Feminae: Medieval Women and Gender Index


  • Title: Linen Clothing
  • Creator: Workshop of Giovannino de Grassi, painter
  • Description: The "Tacuinum sanitatis" was an eleventh-century health handbook written by Ibn Butlan of Baghdad. In it he presents the elements needed for a healthful and happy life. He considers linen clothing to be useful for moderating the heat of the body. In the fourteenth-century illustrated versions the emphasis is on picturing attractive scenes drawing on themes from courtly love, fashionable dress, and estate management for an idealized view of agriculture, food production, and healthy living. This picture depicts four women in a clothing shop. In the foreground two women sit with linen draped over their laps. In the background a woman cuts a length of linen for the customer who is ready to purchase it.
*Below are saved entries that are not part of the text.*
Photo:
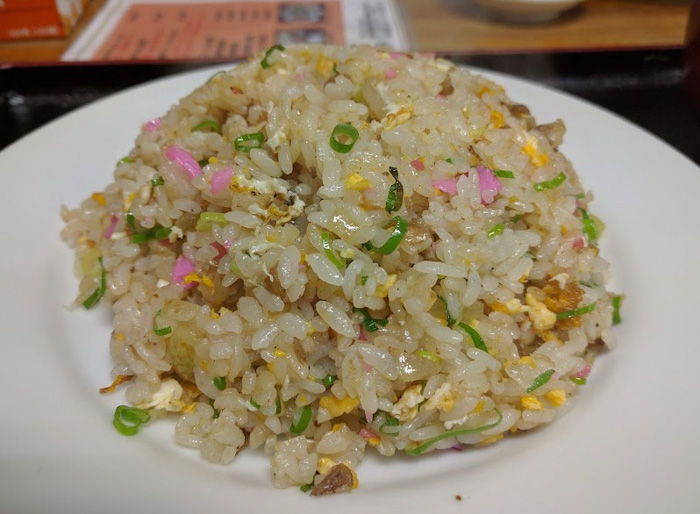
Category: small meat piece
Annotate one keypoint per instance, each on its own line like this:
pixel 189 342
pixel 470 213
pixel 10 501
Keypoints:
pixel 561 300
pixel 554 132
pixel 338 480
pixel 417 239
pixel 522 112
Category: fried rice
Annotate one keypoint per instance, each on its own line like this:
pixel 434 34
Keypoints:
pixel 327 249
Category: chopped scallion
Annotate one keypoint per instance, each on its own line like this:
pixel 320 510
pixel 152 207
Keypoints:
pixel 504 173
pixel 207 219
pixel 220 383
pixel 448 316
pixel 589 227
pixel 394 199
pixel 617 303
pixel 164 331
pixel 326 243
pixel 390 422
pixel 131 222
pixel 349 132
pixel 98 293
pixel 265 63
pixel 301 421
pixel 152 234
pixel 247 142
pixel 454 433
pixel 371 324
pixel 550 184
pixel 476 337
pixel 397 235
pixel 576 312
pixel 212 124
pixel 127 420
pixel 496 230
pixel 540 380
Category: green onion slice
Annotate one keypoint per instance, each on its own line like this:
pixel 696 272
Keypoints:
pixel 394 199
pixel 131 222
pixel 152 234
pixel 265 63
pixel 329 380
pixel 540 380
pixel 550 184
pixel 397 235
pixel 209 218
pixel 160 331
pixel 220 383
pixel 450 319
pixel 476 337
pixel 617 303
pixel 497 230
pixel 326 243
pixel 589 227
pixel 576 312
pixel 301 420
pixel 212 124
pixel 349 132
pixel 247 142
pixel 504 173
pixel 371 324
pixel 98 293
pixel 390 422
pixel 127 420
pixel 217 412
pixel 454 433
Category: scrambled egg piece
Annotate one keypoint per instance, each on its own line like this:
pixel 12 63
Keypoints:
pixel 324 465
pixel 382 290
pixel 267 198
pixel 443 399
pixel 168 397
pixel 531 402
pixel 542 318
pixel 357 181
pixel 531 149
pixel 407 407
pixel 338 407
pixel 556 397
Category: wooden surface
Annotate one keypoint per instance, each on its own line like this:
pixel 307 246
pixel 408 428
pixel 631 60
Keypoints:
pixel 461 26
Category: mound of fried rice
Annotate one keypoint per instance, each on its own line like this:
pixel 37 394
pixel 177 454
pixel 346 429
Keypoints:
pixel 327 249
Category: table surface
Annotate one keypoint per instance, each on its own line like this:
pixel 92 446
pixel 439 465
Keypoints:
pixel 461 26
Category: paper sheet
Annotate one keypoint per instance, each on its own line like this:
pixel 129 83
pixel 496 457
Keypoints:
pixel 167 30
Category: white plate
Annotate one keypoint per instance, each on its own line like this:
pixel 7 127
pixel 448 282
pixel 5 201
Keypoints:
pixel 629 445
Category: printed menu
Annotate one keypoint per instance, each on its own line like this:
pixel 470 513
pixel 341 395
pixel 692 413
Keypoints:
pixel 168 30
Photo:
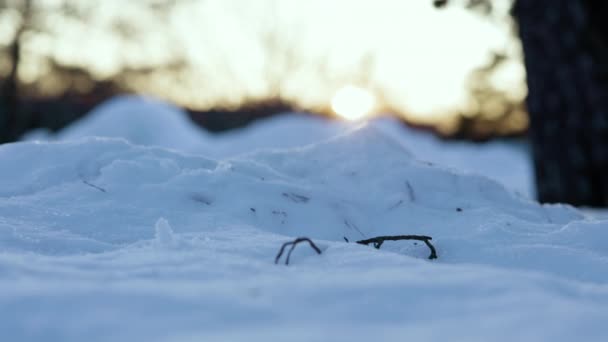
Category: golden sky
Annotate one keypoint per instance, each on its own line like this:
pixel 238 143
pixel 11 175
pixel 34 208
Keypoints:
pixel 407 54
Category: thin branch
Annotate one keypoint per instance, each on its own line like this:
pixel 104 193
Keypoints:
pixel 379 240
pixel 293 246
pixel 93 186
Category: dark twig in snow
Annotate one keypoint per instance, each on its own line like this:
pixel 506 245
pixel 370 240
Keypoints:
pixel 395 205
pixel 94 186
pixel 410 192
pixel 295 197
pixel 379 240
pixel 293 246
pixel 353 227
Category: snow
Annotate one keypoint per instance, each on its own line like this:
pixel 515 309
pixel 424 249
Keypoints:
pixel 162 239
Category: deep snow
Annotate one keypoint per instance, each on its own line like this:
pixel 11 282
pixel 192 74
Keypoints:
pixel 103 239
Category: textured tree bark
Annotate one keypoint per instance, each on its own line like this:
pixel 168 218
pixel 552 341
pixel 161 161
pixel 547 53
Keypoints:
pixel 565 46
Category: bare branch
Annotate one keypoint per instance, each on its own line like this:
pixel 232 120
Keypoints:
pixel 379 240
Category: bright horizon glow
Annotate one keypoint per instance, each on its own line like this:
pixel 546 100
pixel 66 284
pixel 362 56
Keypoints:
pixel 353 103
pixel 416 58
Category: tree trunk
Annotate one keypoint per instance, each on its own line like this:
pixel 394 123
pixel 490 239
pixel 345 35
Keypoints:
pixel 565 49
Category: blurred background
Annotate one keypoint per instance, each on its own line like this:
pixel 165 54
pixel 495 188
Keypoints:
pixel 458 70
pixel 455 68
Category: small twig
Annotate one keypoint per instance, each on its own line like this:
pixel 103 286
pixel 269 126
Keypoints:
pixel 379 240
pixel 293 246
pixel 93 186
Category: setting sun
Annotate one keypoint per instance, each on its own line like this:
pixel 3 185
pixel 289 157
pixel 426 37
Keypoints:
pixel 353 103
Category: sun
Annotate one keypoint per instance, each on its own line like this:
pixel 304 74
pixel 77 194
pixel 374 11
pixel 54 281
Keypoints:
pixel 353 103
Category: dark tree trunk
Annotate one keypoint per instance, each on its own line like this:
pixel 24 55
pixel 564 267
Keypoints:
pixel 566 54
pixel 10 96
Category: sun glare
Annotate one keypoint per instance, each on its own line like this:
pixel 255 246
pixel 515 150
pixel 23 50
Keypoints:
pixel 353 103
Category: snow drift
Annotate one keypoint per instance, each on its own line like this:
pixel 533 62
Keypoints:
pixel 102 239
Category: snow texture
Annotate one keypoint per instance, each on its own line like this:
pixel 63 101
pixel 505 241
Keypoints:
pixel 119 239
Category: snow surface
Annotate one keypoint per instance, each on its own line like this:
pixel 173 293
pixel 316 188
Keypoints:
pixel 104 239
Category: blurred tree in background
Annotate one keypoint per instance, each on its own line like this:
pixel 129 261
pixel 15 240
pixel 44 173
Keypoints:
pixel 566 56
pixel 565 44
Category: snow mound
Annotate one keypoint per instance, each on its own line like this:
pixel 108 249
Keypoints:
pixel 103 239
pixel 142 121
pixel 355 186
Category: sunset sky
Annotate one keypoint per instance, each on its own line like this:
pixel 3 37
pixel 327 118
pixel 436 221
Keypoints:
pixel 407 55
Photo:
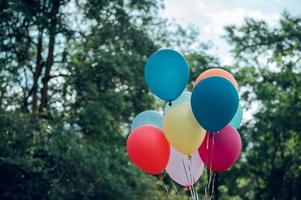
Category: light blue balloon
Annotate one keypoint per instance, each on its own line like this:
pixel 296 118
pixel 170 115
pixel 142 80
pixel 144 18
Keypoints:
pixel 166 74
pixel 184 97
pixel 149 117
pixel 235 122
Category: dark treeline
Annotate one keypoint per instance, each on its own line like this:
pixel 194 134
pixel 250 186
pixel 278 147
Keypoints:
pixel 71 80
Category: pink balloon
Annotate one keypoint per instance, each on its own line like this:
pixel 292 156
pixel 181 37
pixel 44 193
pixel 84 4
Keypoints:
pixel 175 168
pixel 220 151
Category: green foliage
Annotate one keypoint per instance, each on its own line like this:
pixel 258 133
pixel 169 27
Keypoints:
pixel 268 70
pixel 71 80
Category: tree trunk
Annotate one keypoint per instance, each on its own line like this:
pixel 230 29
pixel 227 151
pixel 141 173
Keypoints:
pixel 49 61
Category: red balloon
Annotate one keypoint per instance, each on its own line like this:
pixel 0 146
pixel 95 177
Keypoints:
pixel 221 150
pixel 148 149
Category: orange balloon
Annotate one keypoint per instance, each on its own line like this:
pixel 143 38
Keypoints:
pixel 216 72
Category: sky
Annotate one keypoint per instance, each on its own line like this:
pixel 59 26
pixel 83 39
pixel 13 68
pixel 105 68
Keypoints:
pixel 210 16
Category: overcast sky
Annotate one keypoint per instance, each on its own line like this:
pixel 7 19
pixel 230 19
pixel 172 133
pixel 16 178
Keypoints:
pixel 210 16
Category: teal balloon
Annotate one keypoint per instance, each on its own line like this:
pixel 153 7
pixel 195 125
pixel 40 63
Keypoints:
pixel 149 117
pixel 184 97
pixel 166 74
pixel 214 102
pixel 235 122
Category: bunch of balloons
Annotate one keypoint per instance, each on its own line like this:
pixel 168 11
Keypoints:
pixel 198 128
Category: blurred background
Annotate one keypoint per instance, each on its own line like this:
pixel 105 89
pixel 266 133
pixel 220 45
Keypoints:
pixel 71 81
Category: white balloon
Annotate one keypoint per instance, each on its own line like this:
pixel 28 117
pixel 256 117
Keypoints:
pixel 182 170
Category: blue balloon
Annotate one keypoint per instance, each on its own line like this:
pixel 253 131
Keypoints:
pixel 149 117
pixel 214 102
pixel 184 97
pixel 166 74
pixel 235 122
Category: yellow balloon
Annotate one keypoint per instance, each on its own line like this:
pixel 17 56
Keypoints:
pixel 182 130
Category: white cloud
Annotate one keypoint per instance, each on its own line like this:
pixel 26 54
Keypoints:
pixel 212 16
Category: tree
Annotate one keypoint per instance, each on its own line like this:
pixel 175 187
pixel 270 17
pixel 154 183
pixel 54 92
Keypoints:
pixel 268 71
pixel 71 79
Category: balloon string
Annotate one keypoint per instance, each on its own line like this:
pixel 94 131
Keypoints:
pixel 187 179
pixel 211 173
pixel 164 186
pixel 207 149
pixel 212 186
pixel 176 189
pixel 190 173
pixel 193 180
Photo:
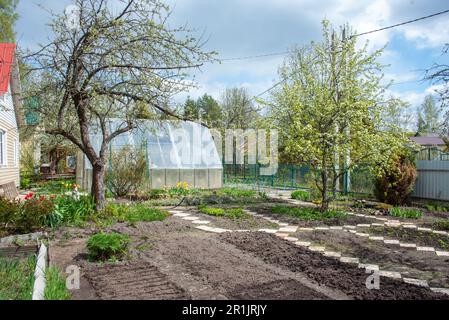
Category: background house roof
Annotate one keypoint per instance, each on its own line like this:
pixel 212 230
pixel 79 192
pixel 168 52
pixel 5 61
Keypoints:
pixel 432 140
pixel 6 60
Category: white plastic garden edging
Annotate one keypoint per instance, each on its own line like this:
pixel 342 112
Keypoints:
pixel 39 274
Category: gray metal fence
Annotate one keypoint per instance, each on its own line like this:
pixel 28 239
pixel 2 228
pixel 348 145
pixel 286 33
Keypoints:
pixel 433 180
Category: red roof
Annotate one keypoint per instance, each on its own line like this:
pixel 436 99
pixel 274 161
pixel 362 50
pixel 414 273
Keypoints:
pixel 6 60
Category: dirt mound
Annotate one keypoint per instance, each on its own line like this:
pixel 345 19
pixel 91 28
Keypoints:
pixel 327 271
pixel 132 280
pixel 277 290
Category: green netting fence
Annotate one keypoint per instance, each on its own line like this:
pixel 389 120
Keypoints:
pixel 290 176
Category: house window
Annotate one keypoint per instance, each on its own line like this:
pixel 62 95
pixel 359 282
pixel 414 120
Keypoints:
pixel 16 153
pixel 2 148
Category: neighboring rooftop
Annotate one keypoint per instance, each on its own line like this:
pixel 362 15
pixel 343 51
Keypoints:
pixel 6 60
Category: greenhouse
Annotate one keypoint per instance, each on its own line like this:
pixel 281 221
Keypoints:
pixel 176 151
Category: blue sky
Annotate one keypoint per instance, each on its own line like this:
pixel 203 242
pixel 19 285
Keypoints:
pixel 237 28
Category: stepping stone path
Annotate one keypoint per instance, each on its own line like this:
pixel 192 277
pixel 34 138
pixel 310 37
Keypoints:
pixel 285 230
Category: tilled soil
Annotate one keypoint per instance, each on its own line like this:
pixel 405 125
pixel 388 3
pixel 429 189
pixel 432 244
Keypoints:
pixel 132 281
pixel 408 261
pixel 327 271
pixel 247 222
pixel 421 238
pixel 348 219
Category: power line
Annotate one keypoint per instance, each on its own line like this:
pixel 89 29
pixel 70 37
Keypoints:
pixel 256 56
pixel 401 24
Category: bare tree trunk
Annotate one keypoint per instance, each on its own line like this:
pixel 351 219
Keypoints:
pixel 324 195
pixel 98 187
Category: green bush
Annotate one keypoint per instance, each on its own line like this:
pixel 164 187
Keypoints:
pixel 8 210
pixel 128 170
pixel 308 213
pixel 441 225
pixel 395 182
pixel 69 210
pixel 156 194
pixel 405 213
pixel 105 246
pixel 17 278
pixel 238 193
pixel 133 213
pixel 33 213
pixel 233 213
pixel 436 207
pixel 301 195
pixel 55 287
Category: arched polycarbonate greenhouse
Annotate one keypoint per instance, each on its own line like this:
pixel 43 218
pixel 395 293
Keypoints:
pixel 175 151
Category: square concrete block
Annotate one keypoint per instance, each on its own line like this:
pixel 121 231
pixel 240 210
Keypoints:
pixel 425 249
pixel 157 178
pixel 190 218
pixel 416 282
pixel 290 229
pixel 303 243
pixel 390 274
pixel 201 222
pixel 187 175
pixel 215 178
pixel 408 245
pixel 281 235
pixel 172 177
pixel 361 234
pixel 391 241
pixel 268 230
pixel 201 178
pixel 332 254
pixel 317 248
pixel 444 233
pixel 367 266
pixel 440 290
pixel 349 260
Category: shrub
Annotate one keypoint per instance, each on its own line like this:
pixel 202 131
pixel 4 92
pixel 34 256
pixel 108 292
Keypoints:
pixel 128 170
pixel 8 210
pixel 55 287
pixel 105 246
pixel 32 213
pixel 405 213
pixel 308 213
pixel 133 213
pixel 238 193
pixel 395 183
pixel 301 195
pixel 17 278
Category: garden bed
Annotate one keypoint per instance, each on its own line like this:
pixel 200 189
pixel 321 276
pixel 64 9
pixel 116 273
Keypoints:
pixel 338 221
pixel 328 271
pixel 390 257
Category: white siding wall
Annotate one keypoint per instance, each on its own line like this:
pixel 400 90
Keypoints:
pixel 8 123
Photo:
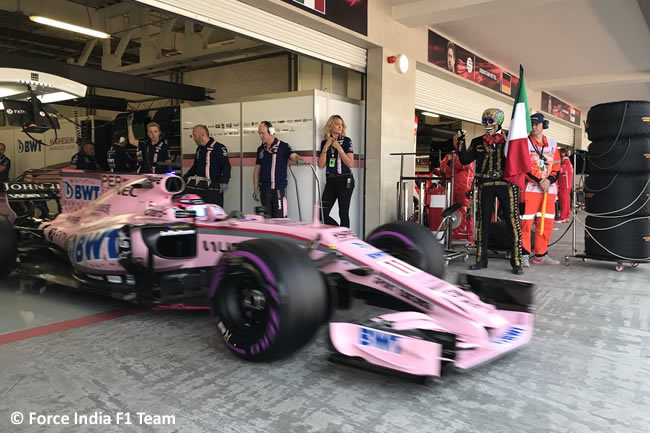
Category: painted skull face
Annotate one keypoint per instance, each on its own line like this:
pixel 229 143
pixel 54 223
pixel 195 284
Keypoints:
pixel 492 119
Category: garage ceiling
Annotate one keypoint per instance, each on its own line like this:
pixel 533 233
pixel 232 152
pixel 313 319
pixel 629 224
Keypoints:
pixel 582 51
pixel 143 41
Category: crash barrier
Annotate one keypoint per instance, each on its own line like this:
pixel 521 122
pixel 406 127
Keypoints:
pixel 617 187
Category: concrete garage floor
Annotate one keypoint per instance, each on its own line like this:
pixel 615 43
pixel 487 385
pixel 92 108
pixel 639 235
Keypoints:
pixel 586 370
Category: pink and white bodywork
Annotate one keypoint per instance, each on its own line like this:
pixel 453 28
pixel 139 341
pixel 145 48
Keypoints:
pixel 126 235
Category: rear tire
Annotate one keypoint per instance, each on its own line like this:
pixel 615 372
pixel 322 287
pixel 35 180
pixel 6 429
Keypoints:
pixel 267 299
pixel 411 243
pixel 8 247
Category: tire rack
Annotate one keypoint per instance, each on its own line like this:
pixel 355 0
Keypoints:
pixel 403 198
pixel 619 267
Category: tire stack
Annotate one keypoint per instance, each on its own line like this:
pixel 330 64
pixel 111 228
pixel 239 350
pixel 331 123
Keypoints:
pixel 617 188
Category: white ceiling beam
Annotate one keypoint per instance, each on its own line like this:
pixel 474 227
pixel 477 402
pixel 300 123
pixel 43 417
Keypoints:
pixel 85 54
pixel 590 80
pixel 429 13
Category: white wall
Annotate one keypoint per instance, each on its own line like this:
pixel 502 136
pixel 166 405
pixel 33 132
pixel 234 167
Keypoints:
pixel 28 154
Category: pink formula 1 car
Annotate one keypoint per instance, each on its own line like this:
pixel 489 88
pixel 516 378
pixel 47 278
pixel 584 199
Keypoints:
pixel 270 283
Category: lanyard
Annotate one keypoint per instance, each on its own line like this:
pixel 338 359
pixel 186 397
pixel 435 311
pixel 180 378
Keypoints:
pixel 539 151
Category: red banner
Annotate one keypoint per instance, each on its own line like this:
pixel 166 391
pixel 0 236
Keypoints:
pixel 456 59
pixel 560 109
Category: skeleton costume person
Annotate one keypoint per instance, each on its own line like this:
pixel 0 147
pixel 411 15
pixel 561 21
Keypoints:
pixel 488 153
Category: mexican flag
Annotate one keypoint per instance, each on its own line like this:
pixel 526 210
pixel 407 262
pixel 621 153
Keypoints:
pixel 317 5
pixel 517 159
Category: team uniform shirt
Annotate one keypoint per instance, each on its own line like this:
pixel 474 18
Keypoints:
pixel 463 174
pixel 6 163
pixel 119 160
pixel 273 164
pixel 152 155
pixel 333 163
pixel 544 164
pixel 211 161
pixel 84 162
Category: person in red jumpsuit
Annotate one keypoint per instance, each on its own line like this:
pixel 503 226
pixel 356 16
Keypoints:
pixel 564 186
pixel 463 178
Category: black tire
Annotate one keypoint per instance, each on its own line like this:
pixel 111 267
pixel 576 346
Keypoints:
pixel 622 238
pixel 623 119
pixel 267 299
pixel 626 155
pixel 8 247
pixel 411 243
pixel 627 195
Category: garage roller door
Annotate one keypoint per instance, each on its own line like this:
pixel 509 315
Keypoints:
pixel 441 96
pixel 255 23
pixel 435 94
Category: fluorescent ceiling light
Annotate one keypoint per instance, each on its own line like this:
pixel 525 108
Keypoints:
pixel 67 26
pixel 6 91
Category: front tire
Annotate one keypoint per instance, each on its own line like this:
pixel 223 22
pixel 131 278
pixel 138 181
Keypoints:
pixel 267 299
pixel 411 243
pixel 8 247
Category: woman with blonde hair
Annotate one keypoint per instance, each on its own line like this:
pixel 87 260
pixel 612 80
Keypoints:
pixel 337 157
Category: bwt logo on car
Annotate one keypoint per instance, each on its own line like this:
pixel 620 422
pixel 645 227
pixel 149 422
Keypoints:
pixel 29 146
pixel 95 246
pixel 380 340
pixel 81 192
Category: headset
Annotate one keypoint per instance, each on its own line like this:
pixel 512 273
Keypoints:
pixel 269 127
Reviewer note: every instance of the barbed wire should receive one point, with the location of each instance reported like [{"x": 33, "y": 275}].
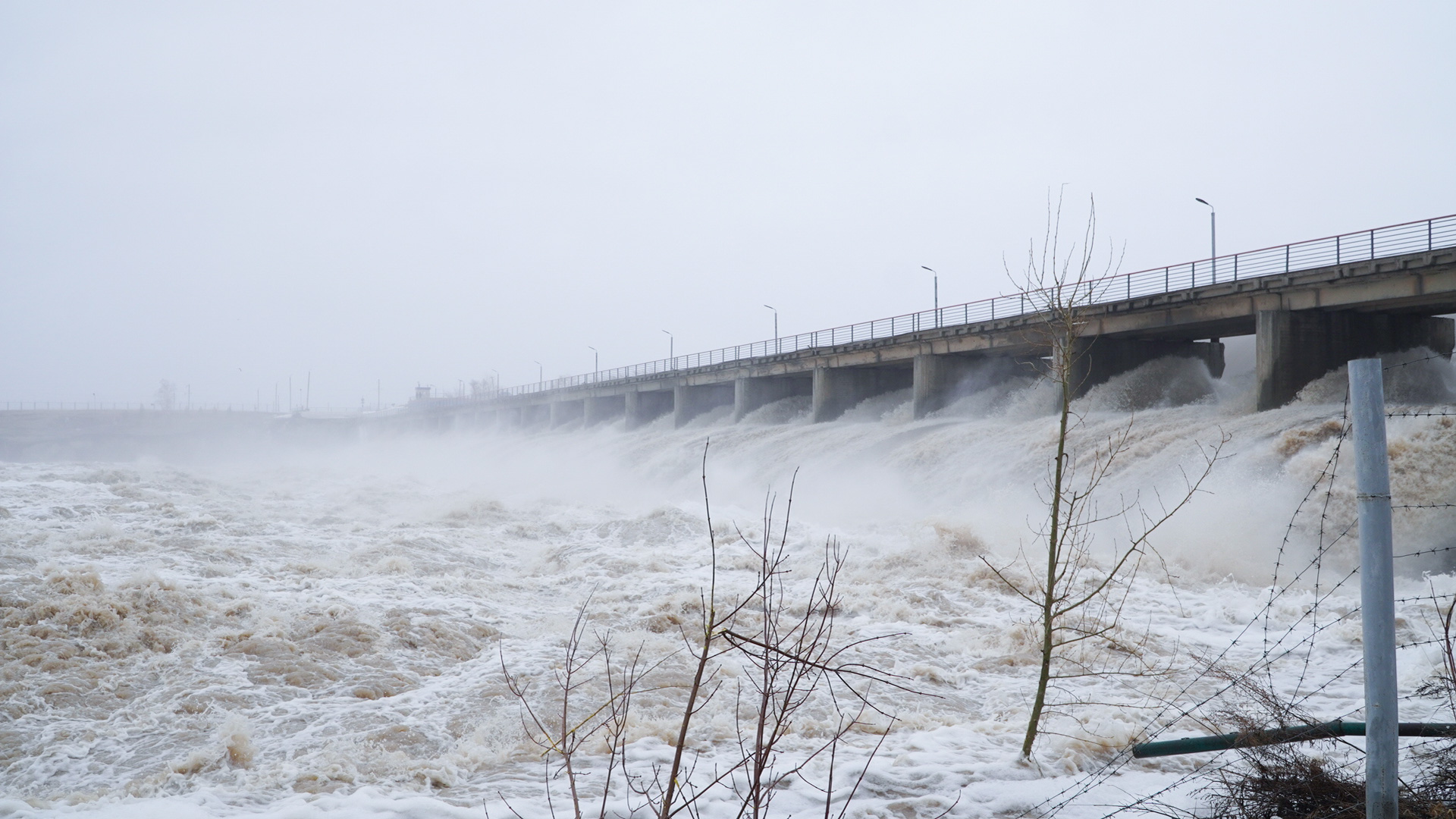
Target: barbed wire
[
  {"x": 1276, "y": 648},
  {"x": 1417, "y": 362}
]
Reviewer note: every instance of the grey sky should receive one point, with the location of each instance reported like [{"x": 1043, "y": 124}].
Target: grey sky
[{"x": 229, "y": 194}]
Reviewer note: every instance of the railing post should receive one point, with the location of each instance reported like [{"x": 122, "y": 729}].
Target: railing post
[{"x": 1376, "y": 589}]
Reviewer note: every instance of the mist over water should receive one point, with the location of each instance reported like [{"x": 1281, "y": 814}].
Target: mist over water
[{"x": 297, "y": 630}]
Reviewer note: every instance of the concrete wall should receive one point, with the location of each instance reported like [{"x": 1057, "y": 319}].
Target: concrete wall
[
  {"x": 836, "y": 390},
  {"x": 1294, "y": 347},
  {"x": 755, "y": 392},
  {"x": 1100, "y": 359},
  {"x": 647, "y": 406},
  {"x": 692, "y": 401},
  {"x": 603, "y": 409},
  {"x": 565, "y": 411}
]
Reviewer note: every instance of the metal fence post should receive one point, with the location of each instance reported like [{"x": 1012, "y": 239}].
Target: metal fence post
[{"x": 1376, "y": 588}]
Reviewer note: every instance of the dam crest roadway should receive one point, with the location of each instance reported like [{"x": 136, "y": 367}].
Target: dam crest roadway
[{"x": 1310, "y": 306}]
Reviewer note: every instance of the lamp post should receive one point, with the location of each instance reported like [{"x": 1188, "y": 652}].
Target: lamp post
[
  {"x": 1213, "y": 240},
  {"x": 935, "y": 280}
]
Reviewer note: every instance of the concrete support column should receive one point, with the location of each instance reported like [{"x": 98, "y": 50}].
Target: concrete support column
[
  {"x": 601, "y": 409},
  {"x": 837, "y": 390},
  {"x": 1101, "y": 357},
  {"x": 1294, "y": 347},
  {"x": 750, "y": 394},
  {"x": 937, "y": 379},
  {"x": 565, "y": 411},
  {"x": 644, "y": 407},
  {"x": 692, "y": 401}
]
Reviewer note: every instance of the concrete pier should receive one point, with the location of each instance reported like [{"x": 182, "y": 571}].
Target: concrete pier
[
  {"x": 837, "y": 390},
  {"x": 691, "y": 401},
  {"x": 755, "y": 392},
  {"x": 599, "y": 409},
  {"x": 1294, "y": 347},
  {"x": 565, "y": 411},
  {"x": 1100, "y": 359},
  {"x": 644, "y": 407}
]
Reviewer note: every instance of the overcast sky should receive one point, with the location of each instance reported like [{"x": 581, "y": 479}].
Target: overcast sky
[{"x": 231, "y": 194}]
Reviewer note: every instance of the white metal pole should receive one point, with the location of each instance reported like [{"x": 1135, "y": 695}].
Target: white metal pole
[{"x": 1376, "y": 589}]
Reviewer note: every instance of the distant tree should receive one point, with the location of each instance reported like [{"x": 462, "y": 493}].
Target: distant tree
[{"x": 166, "y": 395}]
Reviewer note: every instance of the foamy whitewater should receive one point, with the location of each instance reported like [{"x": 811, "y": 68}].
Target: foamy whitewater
[{"x": 322, "y": 632}]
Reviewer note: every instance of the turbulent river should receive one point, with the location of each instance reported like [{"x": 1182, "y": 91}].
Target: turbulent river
[{"x": 321, "y": 632}]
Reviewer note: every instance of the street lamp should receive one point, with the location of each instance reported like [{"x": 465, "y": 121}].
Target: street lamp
[
  {"x": 935, "y": 280},
  {"x": 1213, "y": 238}
]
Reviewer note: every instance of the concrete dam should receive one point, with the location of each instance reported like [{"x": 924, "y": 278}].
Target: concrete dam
[{"x": 1310, "y": 306}]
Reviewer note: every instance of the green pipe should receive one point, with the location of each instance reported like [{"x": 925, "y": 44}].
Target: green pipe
[{"x": 1276, "y": 736}]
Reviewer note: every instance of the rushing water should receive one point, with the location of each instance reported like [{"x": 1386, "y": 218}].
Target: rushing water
[{"x": 322, "y": 632}]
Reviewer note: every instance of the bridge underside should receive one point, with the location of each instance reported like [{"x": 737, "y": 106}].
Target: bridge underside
[{"x": 1307, "y": 324}]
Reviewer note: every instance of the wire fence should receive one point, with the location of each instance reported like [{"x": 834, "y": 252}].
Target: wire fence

  • Source: Wikimedia Commons
  • Rights: Public Domain
  • Subject (See Also): Clothing Medical Manuscripts Sewing Work
  • Geographic Area: Italy
  • Century: 14
  • Date: ca. late 1390s
  • Related Work: The Tacuinum sanitatis is a medical treatise. Also known as the Theatrum sanitatis.
    The manuscript is fully digitized on the Biblioteca Casanatense site.
    See also the illustration for Linen in the Vienna manuscript, fol. 105v: http://upload.wikimedia.org/wikipedia/commons/thumb/a/a6/Tacuin_Lin47.jpg/107px-Tacuin_Lin47.jpg
  • Current Location: Rome, Biblioteca Casanatense, MS 4182, fol. 207
  • Original Location:
  • Artistic Type (Category): Digital images; Manuscript Illuminations
  • Artistic Type (Material/Technique): Vellum (parchment); Paint
  • Donor: Layman; Probably commissioned by Giangaleazzo Visconti, Count of Milan, or nobility at his court.
  • Height/Width/Length(cm): //
  • Inscription:
  • Related Resources: Cathleen Hoeniger, "The Illuminated Tacuinum sanitatis Manuscripts from Northern Italy ca. 1380-1400: Sources, Patrons, and the Creation of a New Pictorial Genre." Visualizing Medieval Medicine and Natural History, 1200-1550. Edited by Jean A. Givens, Karen M. Reeds, and Alain Touwaide. Ashgate,2006. Pp. 51-81.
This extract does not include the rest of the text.